Roeland van Zeijst (39) is strategisch expert bij het Team High Tech Crime van de Nationale Politie. Hij vertelt over de internationale aanpak van grote cybercrime-zaken, risico’s voor bedrijven en de ontwikkeling van de politie-unit voor high tech crime. ‘Cybercrime kun je niet in je eentje oplossen.’
Het Team High Tech Crime (THTC) van de Dienst Landelijke Recherche speelde begin november 2014 een belangrijke rol in het oprollen van de zwarte marktplaats (darkweb) Silk Road 2.0. Die criminele marktplaats werd een periode vanaf servers in Nederland gehost. De politie-unit hielp bij de identificatie van de hoofdverdachte van het netwerk die in de Verenigde Staten werd gearresteerd. ‘Bij die wereldwijde ontmanteling van een hele reeks criminele websites is nauw samengewerkt door de Amerikaanse opsporingsdienst FBI en Europese politiediensten’, legt Van Zeijst uit. Hij vertelt dat de aanpak van criminele dienstverleners voor bijvoorbeeld handel in wapens, drugs, mensenhandel of financiële delicten een belangrijk speerpunt is voor zijn organisatie. ‘Het is steeds eenvoudiger om zonder ict-kennis strafbare digitale feiten te plegen. Criminelen kunnen zonder diepgravende kennis toch hacken en crypten door op illegale marktplaatsen relatief eenvoudig aan die tools te komen. Of door mensen in te huren om het werk voor ze te doen.’
Geplande omvang
Het THTC is opgericht in 2007 en startte met dertig man. In december 2014 stroomt voorlopig de laatste groep van dertig nieuwe mensen het speciale politieteam in. Daarmee komt het aantal leden van het THTC uit op 120 man. Dat is de geplande omvang die bij de oprichting werd uitgesproken. De organisatie is vanaf 2012 stapsgewijs gegroeid. De groep bestaat voor ongeveer de helft uit mensen met een politieopleiding. De andere helft bestaat uit personen met een ict-achtergrond. ‘We richten ons nadrukkelijk op grote, geavanceerde, maatschappelijk ontwrichtende cyberzaken’, vertelt Van Zeijst. ‘Het gaat daarbij om ongeveer twintig onderzoekstrajecten per jaar. Daarnaast leveren we doorlopend ondersteuning aan buitenlandse politiediensten. Aan de arrestatie van verdachten en het oprollen van vaak internationale criminele netwerken gaat soms wel een jaar speurwerk vooraf.’
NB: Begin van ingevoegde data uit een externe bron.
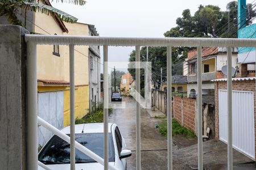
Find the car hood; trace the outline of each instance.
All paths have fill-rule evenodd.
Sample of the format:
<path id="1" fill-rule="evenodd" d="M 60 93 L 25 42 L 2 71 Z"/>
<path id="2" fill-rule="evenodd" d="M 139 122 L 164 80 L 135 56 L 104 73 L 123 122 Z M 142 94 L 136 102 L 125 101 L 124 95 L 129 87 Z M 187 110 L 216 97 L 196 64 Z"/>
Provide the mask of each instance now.
<path id="1" fill-rule="evenodd" d="M 114 165 L 114 162 L 110 162 L 109 164 Z M 54 164 L 47 165 L 47 166 L 52 170 L 70 170 L 70 164 Z M 38 166 L 39 170 L 44 170 L 44 168 Z M 87 169 L 104 169 L 103 165 L 98 163 L 79 163 L 76 164 L 76 170 L 87 170 Z"/>

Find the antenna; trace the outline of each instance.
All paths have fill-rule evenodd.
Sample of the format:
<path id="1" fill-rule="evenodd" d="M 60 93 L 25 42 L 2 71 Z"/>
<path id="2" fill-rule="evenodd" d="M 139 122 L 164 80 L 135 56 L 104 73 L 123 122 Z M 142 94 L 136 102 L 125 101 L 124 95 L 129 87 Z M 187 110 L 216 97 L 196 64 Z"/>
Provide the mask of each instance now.
<path id="1" fill-rule="evenodd" d="M 237 73 L 238 73 L 238 69 L 237 67 L 236 67 L 236 69 L 232 67 L 232 77 L 235 77 L 237 75 Z M 225 65 L 222 66 L 221 68 L 221 71 L 223 74 L 227 76 L 228 75 L 228 66 Z"/>
<path id="2" fill-rule="evenodd" d="M 82 133 L 84 133 L 84 125 L 85 125 L 85 124 L 84 124 L 84 127 L 82 127 Z"/>

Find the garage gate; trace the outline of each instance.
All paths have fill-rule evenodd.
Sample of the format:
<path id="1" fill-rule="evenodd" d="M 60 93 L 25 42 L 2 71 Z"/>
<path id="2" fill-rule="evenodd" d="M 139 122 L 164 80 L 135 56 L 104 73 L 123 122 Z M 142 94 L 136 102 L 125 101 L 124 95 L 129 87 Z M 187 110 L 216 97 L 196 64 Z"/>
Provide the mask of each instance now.
<path id="1" fill-rule="evenodd" d="M 227 91 L 218 91 L 220 139 L 228 142 Z M 233 146 L 255 159 L 255 127 L 253 92 L 232 91 Z"/>
<path id="2" fill-rule="evenodd" d="M 59 129 L 63 128 L 63 91 L 38 94 L 38 116 Z M 38 127 L 38 144 L 44 146 L 53 134 Z"/>

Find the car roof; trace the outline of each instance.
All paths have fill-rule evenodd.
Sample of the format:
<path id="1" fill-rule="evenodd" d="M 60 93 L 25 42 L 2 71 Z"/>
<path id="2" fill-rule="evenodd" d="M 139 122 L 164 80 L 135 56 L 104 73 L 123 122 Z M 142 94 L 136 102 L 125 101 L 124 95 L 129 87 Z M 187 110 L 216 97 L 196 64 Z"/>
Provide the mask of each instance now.
<path id="1" fill-rule="evenodd" d="M 109 124 L 109 133 L 111 132 L 111 128 L 113 124 Z M 84 133 L 104 133 L 103 123 L 92 123 L 76 125 L 75 126 L 75 133 L 81 133 L 84 125 Z M 70 134 L 70 126 L 63 128 L 61 129 L 61 131 L 65 134 Z"/>

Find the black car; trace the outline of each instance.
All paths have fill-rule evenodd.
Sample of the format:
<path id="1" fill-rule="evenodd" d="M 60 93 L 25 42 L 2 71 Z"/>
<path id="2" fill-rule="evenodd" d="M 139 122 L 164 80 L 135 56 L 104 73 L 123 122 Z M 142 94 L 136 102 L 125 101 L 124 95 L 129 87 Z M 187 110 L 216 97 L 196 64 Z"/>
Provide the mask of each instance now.
<path id="1" fill-rule="evenodd" d="M 115 92 L 112 94 L 111 97 L 112 101 L 122 101 L 122 97 L 119 93 Z"/>

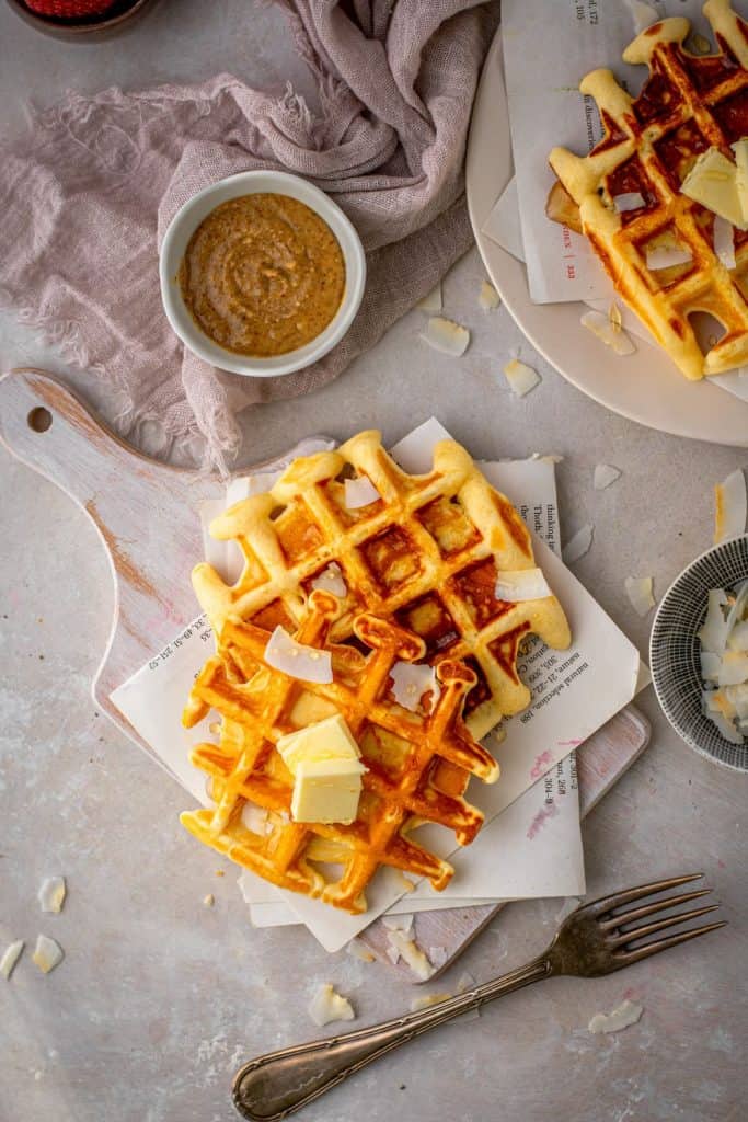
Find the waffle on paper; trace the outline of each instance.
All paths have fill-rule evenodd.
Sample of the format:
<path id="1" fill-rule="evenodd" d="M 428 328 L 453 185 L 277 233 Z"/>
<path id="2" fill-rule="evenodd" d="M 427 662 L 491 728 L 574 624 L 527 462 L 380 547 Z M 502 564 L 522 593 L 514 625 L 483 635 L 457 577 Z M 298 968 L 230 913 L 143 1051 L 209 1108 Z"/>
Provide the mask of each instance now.
<path id="1" fill-rule="evenodd" d="M 732 157 L 730 145 L 748 136 L 748 25 L 730 0 L 708 0 L 703 10 L 717 53 L 693 54 L 684 46 L 689 20 L 664 19 L 624 52 L 625 62 L 649 67 L 636 99 L 609 70 L 583 79 L 580 91 L 594 98 L 604 135 L 585 157 L 553 149 L 558 183 L 547 209 L 587 234 L 622 300 L 691 380 L 748 361 L 748 233 L 735 231 L 736 268 L 728 269 L 714 251 L 714 215 L 680 193 L 701 153 L 717 147 Z M 613 199 L 629 193 L 644 205 L 618 213 Z M 663 239 L 687 248 L 691 261 L 648 268 L 647 248 Z M 724 328 L 707 353 L 694 312 Z"/>
<path id="2" fill-rule="evenodd" d="M 368 479 L 379 498 L 347 507 L 351 476 Z M 234 540 L 244 559 L 233 586 L 209 564 L 193 572 L 220 651 L 229 622 L 294 633 L 308 615 L 313 586 L 334 564 L 344 596 L 331 641 L 351 641 L 355 618 L 368 613 L 421 636 L 432 665 L 463 661 L 477 679 L 464 705 L 477 738 L 529 702 L 516 665 L 521 641 L 536 634 L 558 650 L 571 641 L 555 597 L 497 599 L 501 571 L 535 567 L 530 536 L 511 503 L 451 440 L 436 444 L 432 471 L 410 476 L 378 432 L 359 433 L 334 452 L 295 460 L 269 494 L 231 507 L 211 533 Z"/>
<path id="3" fill-rule="evenodd" d="M 340 608 L 334 596 L 314 591 L 296 634 L 305 646 L 331 653 L 333 680 L 324 684 L 269 666 L 270 636 L 257 624 L 224 624 L 222 655 L 201 671 L 184 718 L 192 726 L 211 709 L 222 718 L 220 742 L 192 754 L 210 776 L 214 804 L 181 820 L 201 842 L 278 888 L 362 912 L 366 886 L 380 865 L 427 876 L 437 890 L 446 885 L 452 866 L 408 834 L 437 822 L 459 844 L 470 843 L 483 816 L 463 791 L 471 774 L 493 782 L 499 769 L 462 721 L 473 672 L 445 659 L 436 699 L 404 709 L 389 692 L 390 671 L 397 661 L 422 659 L 423 640 L 364 614 L 353 624 L 357 646 L 333 644 Z M 292 821 L 293 778 L 275 744 L 333 714 L 344 717 L 368 769 L 358 817 L 350 825 Z"/>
Het Team High Tech Crime (THTC) en het Nationaal Cyber Security Centrum (NCSC) worden vaak in één adem genoemd. Van Zeijst legt uit dat het om twee aparte organisaties gaat. Het NCSC valt direct onder het ministerie van Veiligheid en Justitie, terwijl THTC onderdeel is van de politie. NCSC richt zich met name op actuele informatiedeling voor de vitale sectoren om cyberincidenten te bestrijden. Het verzorgt ook voorlichting over cybersecurity, zoals de jaarlijkse campagne Alert Online, die gericht is op de bewustwording van de risico’s van internet voor burgers. ‘Het NCSC voert geen strafrechtelijke onderzoeken uit. Eigenlijk zijn zij een soort brandweer. Wij zijn gewoon de politie. THTC richt zich op de opsporing van de allergrootste cyberzaken en kan daarbij alle bijzondere middelen inzetten die de politie tot haar beschikking heeft, zoals een huiszoeking of een server in beslag nemen op zoek naar digitale sporen.’
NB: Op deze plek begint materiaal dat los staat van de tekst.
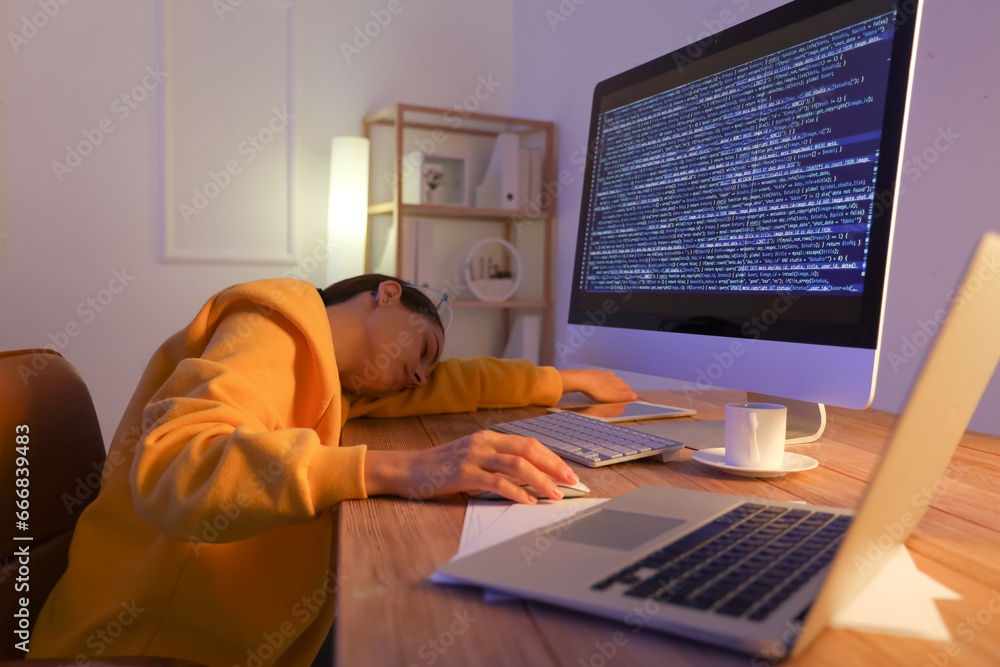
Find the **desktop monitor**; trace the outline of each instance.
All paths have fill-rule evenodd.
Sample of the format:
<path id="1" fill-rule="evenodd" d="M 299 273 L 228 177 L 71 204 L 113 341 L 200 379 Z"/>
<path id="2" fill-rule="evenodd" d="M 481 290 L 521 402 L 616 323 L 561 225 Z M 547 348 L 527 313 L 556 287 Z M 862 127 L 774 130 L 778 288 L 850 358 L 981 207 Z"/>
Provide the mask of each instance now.
<path id="1" fill-rule="evenodd" d="M 600 82 L 559 356 L 777 397 L 789 442 L 867 407 L 918 20 L 795 0 Z"/>

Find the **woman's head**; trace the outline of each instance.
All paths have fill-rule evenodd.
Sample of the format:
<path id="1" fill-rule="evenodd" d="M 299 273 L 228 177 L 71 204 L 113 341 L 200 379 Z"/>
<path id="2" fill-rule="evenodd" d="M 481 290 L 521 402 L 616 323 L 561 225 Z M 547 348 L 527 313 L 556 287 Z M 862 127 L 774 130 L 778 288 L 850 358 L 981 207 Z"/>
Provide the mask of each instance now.
<path id="1" fill-rule="evenodd" d="M 321 292 L 345 390 L 380 397 L 427 382 L 444 347 L 444 328 L 425 294 L 380 274 L 349 278 Z"/>
<path id="2" fill-rule="evenodd" d="M 346 278 L 333 283 L 326 289 L 320 290 L 323 295 L 323 305 L 331 306 L 335 303 L 342 303 L 365 292 L 374 293 L 378 290 L 379 285 L 387 280 L 399 283 L 399 286 L 402 288 L 400 293 L 400 304 L 404 308 L 407 308 L 414 313 L 423 315 L 430 320 L 431 324 L 436 324 L 442 331 L 444 331 L 444 324 L 441 322 L 441 316 L 434 303 L 431 302 L 427 295 L 421 292 L 414 285 L 402 281 L 399 278 L 382 275 L 381 273 L 366 273 L 362 276 Z"/>

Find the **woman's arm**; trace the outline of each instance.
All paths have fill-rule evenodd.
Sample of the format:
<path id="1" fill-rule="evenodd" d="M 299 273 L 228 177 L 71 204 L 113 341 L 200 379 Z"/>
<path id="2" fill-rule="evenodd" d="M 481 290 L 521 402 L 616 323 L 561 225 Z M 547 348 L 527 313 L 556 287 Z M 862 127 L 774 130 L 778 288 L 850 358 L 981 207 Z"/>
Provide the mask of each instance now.
<path id="1" fill-rule="evenodd" d="M 580 391 L 600 402 L 633 401 L 636 396 L 611 371 L 556 370 L 526 359 L 471 357 L 446 359 L 428 378 L 427 386 L 385 398 L 362 398 L 350 416 L 410 417 L 488 408 L 555 405 L 567 392 Z"/>
<path id="2" fill-rule="evenodd" d="M 320 442 L 311 428 L 336 369 L 310 357 L 306 335 L 277 311 L 242 302 L 215 327 L 146 406 L 131 469 L 139 515 L 187 540 L 225 511 L 228 542 L 364 497 L 365 448 Z"/>

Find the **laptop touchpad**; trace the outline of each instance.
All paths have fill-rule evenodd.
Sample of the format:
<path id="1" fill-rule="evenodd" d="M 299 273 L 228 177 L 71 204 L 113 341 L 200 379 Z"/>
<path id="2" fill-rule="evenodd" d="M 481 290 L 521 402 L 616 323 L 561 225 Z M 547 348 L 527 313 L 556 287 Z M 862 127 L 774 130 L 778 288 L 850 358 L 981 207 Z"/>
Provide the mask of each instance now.
<path id="1" fill-rule="evenodd" d="M 570 542 L 625 551 L 668 530 L 673 530 L 683 523 L 683 519 L 671 519 L 665 516 L 598 510 L 588 517 L 571 523 L 559 537 Z"/>

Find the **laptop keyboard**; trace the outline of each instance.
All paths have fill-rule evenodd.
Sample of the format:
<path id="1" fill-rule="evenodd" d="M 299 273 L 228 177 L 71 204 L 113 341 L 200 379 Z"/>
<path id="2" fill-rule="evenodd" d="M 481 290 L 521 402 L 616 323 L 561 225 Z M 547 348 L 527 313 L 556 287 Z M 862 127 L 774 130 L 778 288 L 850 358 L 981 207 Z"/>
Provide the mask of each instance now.
<path id="1" fill-rule="evenodd" d="M 593 588 L 760 621 L 830 563 L 850 522 L 744 503 Z"/>
<path id="2" fill-rule="evenodd" d="M 564 459 L 592 468 L 673 453 L 683 447 L 674 440 L 573 412 L 552 412 L 490 428 L 501 433 L 535 438 Z"/>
Samenwerking sterk verbeterd
Van Zeijst wijst erop dat de samenwerking tussen de politieregio’s sterk is verbeterd. In januari 2013 zijn 26 regiokorpsen opgegaan in een nieuwe landelijke politieorganisatie. Daarbij is de afstemming bij zaken sterk verbeterd. ‘De regio’s administreren zelf de binnengekomen aangiften in hun systemen. Wij konden daar in het verleden niet altijd goed bij. Inmiddels maken we binnen Nederland gebruik van het systeem BlueView, waarmee landelijk zoekvragen kunnen worden beantwoord. Dit jaar is eveneens landelijk het recherchesysteem Summ-IT ingevoerd, waardoor we relevante informatie uit onderzoeken kunnen delen. Mede daarom is het dus niet nodig dat iedereen aangifte komt doen in Driebergen. Wij krijgen op afstand de essentiële informatie binnen.’
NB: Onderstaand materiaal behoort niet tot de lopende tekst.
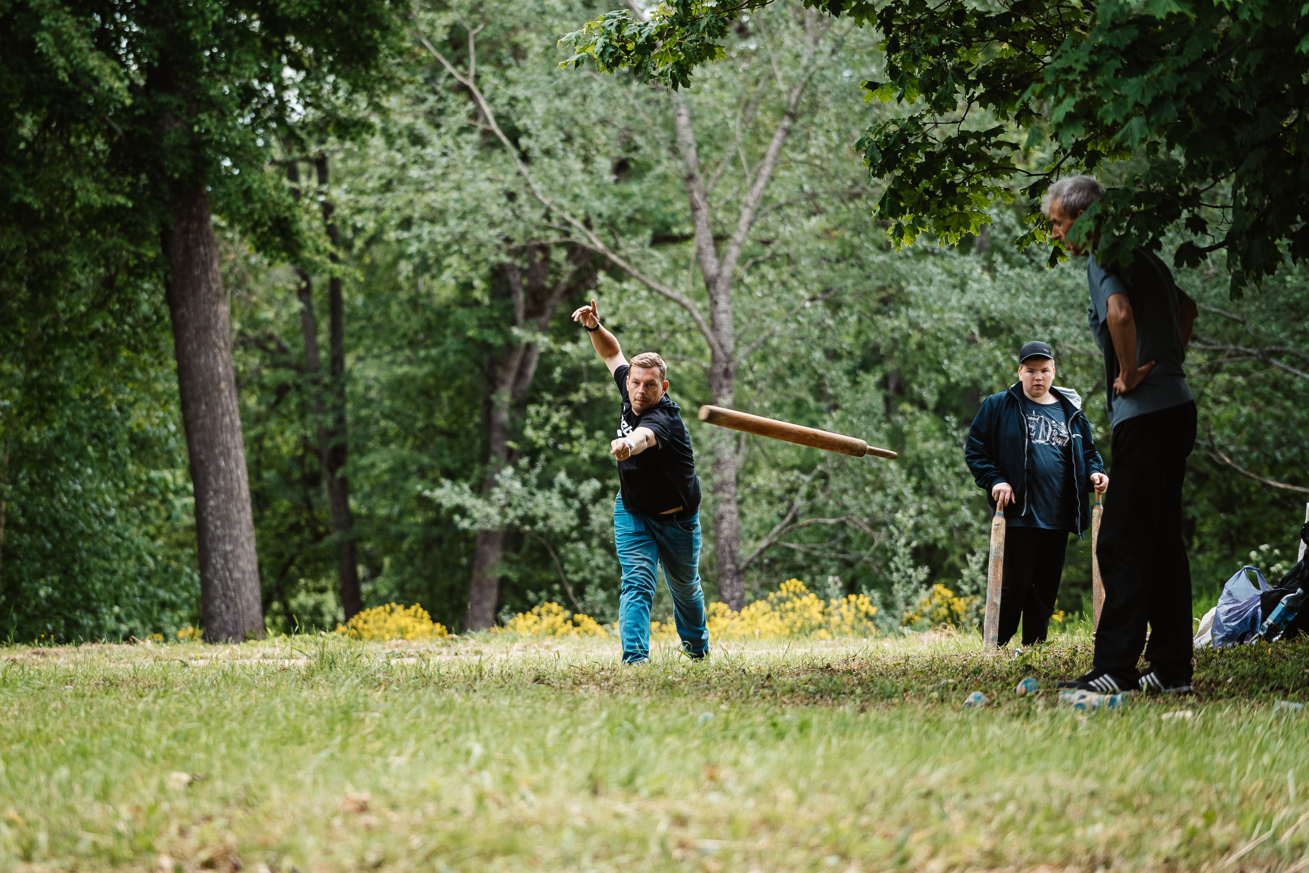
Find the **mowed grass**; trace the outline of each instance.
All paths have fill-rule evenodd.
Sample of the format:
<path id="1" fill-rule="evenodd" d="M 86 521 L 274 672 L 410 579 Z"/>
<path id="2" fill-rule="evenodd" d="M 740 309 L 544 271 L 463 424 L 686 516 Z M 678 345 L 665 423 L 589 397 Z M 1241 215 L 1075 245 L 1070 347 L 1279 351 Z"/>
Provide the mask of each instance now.
<path id="1" fill-rule="evenodd" d="M 644 668 L 606 640 L 10 648 L 0 869 L 1309 865 L 1306 713 L 1272 705 L 1309 692 L 1309 641 L 1081 715 L 1050 688 L 1089 657 L 1085 633 Z"/>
THTC voert bij grote zaken desgevraagd de coördinatie uit, maar krijgt ook uit de regio’s terug welke cyberzaken spelen en kan zo de landelijke trends of incidenten analyseren. Volgens Van Zeijst blijven er ook punten voor verbetering. De systemen aan de back-end kunnen nog beter gekoppeld worden. Maar hij merkt dat de kennis van ict bij de regionale eenheden, de voormalige regiokorpsen, sterk gestegen is. ‘Daar zitten ook steeds meer mensen met kennis van ict. En dat is ook nodig nu de scheiding tussen reguliere criminaliteit en cybercriminaliteit eigenlijk niet meer bestaat. Criminelen die bijvoorbeeld in wapens, drugs of mensen handelen, plegen ook steeds vaker digitale delicten en andersom.’
Van Zeijst geeft mensen of bedrijven die onverhoopt slachtoffer zijn van cybercriminaliteit als tip mee om wanneer ze aangifte doen, eerst na te vragen bij de politie of er iemand aanwezig kan zijn met kennis van cybercriminaliteit. ‘Het is nu nog niet zo dat je zomaar aangifte kan doen met de mededeling ‘ik heb een command-control server gelokaliseerd in mijn bedrijfsnetwerk’. Daar moet je nog wel uitleg bij geven. Dat hoeft niet als gedupeerden van te voren nog even vragen of er een digitaal expert aanwezig kan zijn bij de aangifte.’
Van Zeijst: ‘Bij cyberdreigingen voor bedrijven denkt men nog te vaak alleen aan DDoS-aanvallen.’ Dit zijn malafide netwerken die het dataverkeer van bedrijven of organisaties lamleggen. Volgens de digitaal rechercheur vormen die aanvallen nog steeds een bedreiging, maar zijn veel grote organisaties steeds beter in staat ze te pareren. ‘In vergelijking met 2013 lijkt de impact van DDoS-aanvallen op de samenleving iets te zijn verminderd.’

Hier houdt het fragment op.